Australian First Nations business owner

Wayne Denning is an Indigenous Australian businessman of Birri Gubba heritage, and is the Managing Director and owner of Carbon Creative.

== Personal life ==
Denning grew up as part of the Birri Gubba First Nations community (also known as Blackwater) in the Central Highlands Region of Queensland, Australia. His sister is Tanya Denning-Orman, the Director of Indigenous Content at SBS Australia, and Channel Manager of NITV.

== Education ==
Denning received a Bachelor of Arts specialising in sociology, psychology and political geography from Central Queensland University in 1992, and an MBA from Queensland University of Technology in 2006.

== Career ==
Denning established creative agency Carbon Media (later renamed Carbon Creative) "around a kitchen table in 2006" to showcase the arts and culture of Australia's Aboriginal and Torres Strait Islander people, and to create more positive representation of First Nations people in the Australian mainstream media. Denning stated that while Carbon Media was founded as a for-profit business to ensure ongoing viability, it was established with "a philosophy of social entrepreneurship", and the intent of giving back to the First Nations community of Australia.
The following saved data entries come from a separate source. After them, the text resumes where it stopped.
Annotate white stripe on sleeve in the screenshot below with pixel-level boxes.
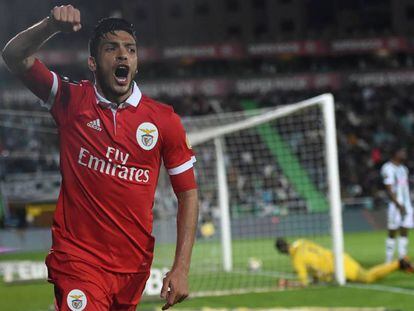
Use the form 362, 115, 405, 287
41, 71, 58, 110
168, 156, 196, 175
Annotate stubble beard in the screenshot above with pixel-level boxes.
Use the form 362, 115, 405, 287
95, 66, 135, 100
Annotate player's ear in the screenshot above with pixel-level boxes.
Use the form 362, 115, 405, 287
88, 56, 97, 72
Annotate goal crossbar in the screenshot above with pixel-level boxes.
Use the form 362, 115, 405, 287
188, 94, 333, 146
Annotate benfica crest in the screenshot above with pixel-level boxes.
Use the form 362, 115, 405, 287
72, 299, 83, 309
137, 122, 159, 150
141, 130, 155, 146
67, 289, 87, 311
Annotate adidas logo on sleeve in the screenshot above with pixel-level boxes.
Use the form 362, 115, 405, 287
87, 119, 102, 132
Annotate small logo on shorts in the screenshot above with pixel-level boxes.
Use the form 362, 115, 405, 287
67, 289, 87, 311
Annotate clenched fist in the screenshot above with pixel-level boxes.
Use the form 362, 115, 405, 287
49, 5, 81, 32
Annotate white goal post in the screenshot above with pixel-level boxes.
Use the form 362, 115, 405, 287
188, 93, 345, 285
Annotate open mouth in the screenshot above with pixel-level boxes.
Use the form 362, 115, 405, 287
114, 65, 129, 85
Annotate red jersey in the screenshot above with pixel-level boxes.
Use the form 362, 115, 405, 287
20, 59, 197, 273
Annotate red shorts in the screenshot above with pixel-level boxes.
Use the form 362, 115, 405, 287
46, 251, 150, 311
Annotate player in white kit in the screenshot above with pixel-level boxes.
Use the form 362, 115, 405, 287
381, 145, 413, 262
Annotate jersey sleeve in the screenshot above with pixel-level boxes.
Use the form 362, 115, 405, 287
19, 59, 55, 106
18, 58, 79, 127
162, 112, 197, 193
381, 164, 395, 186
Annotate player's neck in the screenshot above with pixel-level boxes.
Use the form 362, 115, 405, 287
95, 83, 133, 105
391, 159, 402, 166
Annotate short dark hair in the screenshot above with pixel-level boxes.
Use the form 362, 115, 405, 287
390, 142, 406, 157
275, 238, 287, 250
89, 17, 136, 58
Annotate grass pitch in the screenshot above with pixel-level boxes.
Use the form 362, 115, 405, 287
1, 230, 413, 310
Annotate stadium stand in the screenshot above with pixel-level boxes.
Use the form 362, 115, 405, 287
2, 0, 414, 226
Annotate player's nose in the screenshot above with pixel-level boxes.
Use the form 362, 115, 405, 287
116, 47, 128, 61
116, 54, 128, 61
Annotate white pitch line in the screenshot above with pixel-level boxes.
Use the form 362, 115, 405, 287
191, 286, 280, 298
345, 283, 414, 296
229, 269, 297, 279
190, 283, 414, 301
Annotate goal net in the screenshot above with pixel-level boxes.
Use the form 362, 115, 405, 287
152, 94, 344, 296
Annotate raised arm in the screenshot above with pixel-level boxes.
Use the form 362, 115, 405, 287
2, 5, 81, 73
161, 188, 199, 310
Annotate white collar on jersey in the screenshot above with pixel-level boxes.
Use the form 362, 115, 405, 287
94, 81, 142, 108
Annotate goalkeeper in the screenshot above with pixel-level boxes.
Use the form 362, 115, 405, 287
275, 238, 413, 287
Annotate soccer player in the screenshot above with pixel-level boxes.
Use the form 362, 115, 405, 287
275, 238, 413, 287
381, 145, 413, 263
2, 5, 199, 311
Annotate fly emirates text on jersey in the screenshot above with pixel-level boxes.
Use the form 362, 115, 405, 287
77, 146, 150, 183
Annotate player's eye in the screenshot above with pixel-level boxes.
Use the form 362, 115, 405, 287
128, 48, 136, 53
105, 47, 116, 52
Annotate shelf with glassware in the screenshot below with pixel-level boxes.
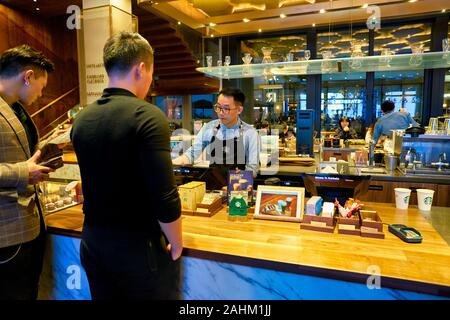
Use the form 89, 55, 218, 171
196, 50, 450, 79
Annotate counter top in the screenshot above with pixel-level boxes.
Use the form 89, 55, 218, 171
45, 202, 450, 296
269, 165, 450, 184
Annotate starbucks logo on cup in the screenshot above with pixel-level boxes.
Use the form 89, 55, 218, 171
424, 196, 432, 205
404, 196, 410, 204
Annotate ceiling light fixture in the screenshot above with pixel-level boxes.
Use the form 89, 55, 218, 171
362, 3, 368, 8
258, 28, 262, 33
312, 23, 316, 27
209, 22, 216, 27
442, 9, 446, 13
178, 21, 181, 25
280, 14, 286, 18
319, 9, 326, 14
408, 0, 417, 3
243, 18, 250, 23
210, 34, 214, 38
36, 7, 40, 11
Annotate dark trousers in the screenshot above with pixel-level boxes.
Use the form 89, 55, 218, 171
80, 225, 181, 300
0, 220, 46, 300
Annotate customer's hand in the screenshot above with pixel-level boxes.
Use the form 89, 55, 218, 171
26, 150, 54, 185
167, 243, 183, 261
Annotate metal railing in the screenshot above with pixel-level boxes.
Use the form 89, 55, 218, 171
31, 86, 78, 118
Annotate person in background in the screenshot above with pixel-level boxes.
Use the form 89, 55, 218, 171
373, 100, 419, 144
259, 120, 271, 135
172, 87, 259, 179
334, 116, 358, 140
0, 45, 64, 299
71, 32, 182, 300
279, 122, 296, 140
365, 123, 375, 145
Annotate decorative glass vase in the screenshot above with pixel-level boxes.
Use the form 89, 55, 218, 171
261, 47, 273, 64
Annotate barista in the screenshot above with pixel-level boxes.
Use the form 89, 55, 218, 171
173, 88, 259, 187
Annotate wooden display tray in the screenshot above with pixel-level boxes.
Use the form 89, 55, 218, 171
45, 201, 81, 214
337, 214, 361, 236
300, 214, 336, 233
278, 157, 315, 166
360, 210, 385, 239
182, 196, 223, 217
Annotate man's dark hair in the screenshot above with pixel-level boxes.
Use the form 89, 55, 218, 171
0, 45, 54, 78
381, 100, 395, 113
218, 87, 245, 106
103, 31, 154, 76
Along with his sister Tanya Denning-Orman, he was part of the team that launched NITV in 2007.

In 2017, Denning established the STEM.I.Am program with Geek Girl Academy that seeks to promote science, technology, engineering and mathematics programs to Indigenous children.

He was the winner of the 2017 Indigenous Digital Excellence Award in the category of Learnings and Education, presented by the National Centre of Indigenous Excellence, and Queensland University of Technology recognised him with an Outstanding Alumni Award for Special Excellence Award for Achievements and Contributions to Indigenous Communities.

Also in 2017, Denning was interviewed as part of the State Library of Queensland's Game Changers series, a Queensland Business Leaders Hall of Fame initiative presented in partnership with QUT Business School and the Queensland Library Foundation.

He was featured in the Magnificent Makers exhibition at the State Library of Queensland in 2018.

He was the Deputy Chair of the Board of the National Film and Sound Archive of Australia from 2011 to 2021.

He was named one of Australia's top 100 innovators by The Australian in 2021.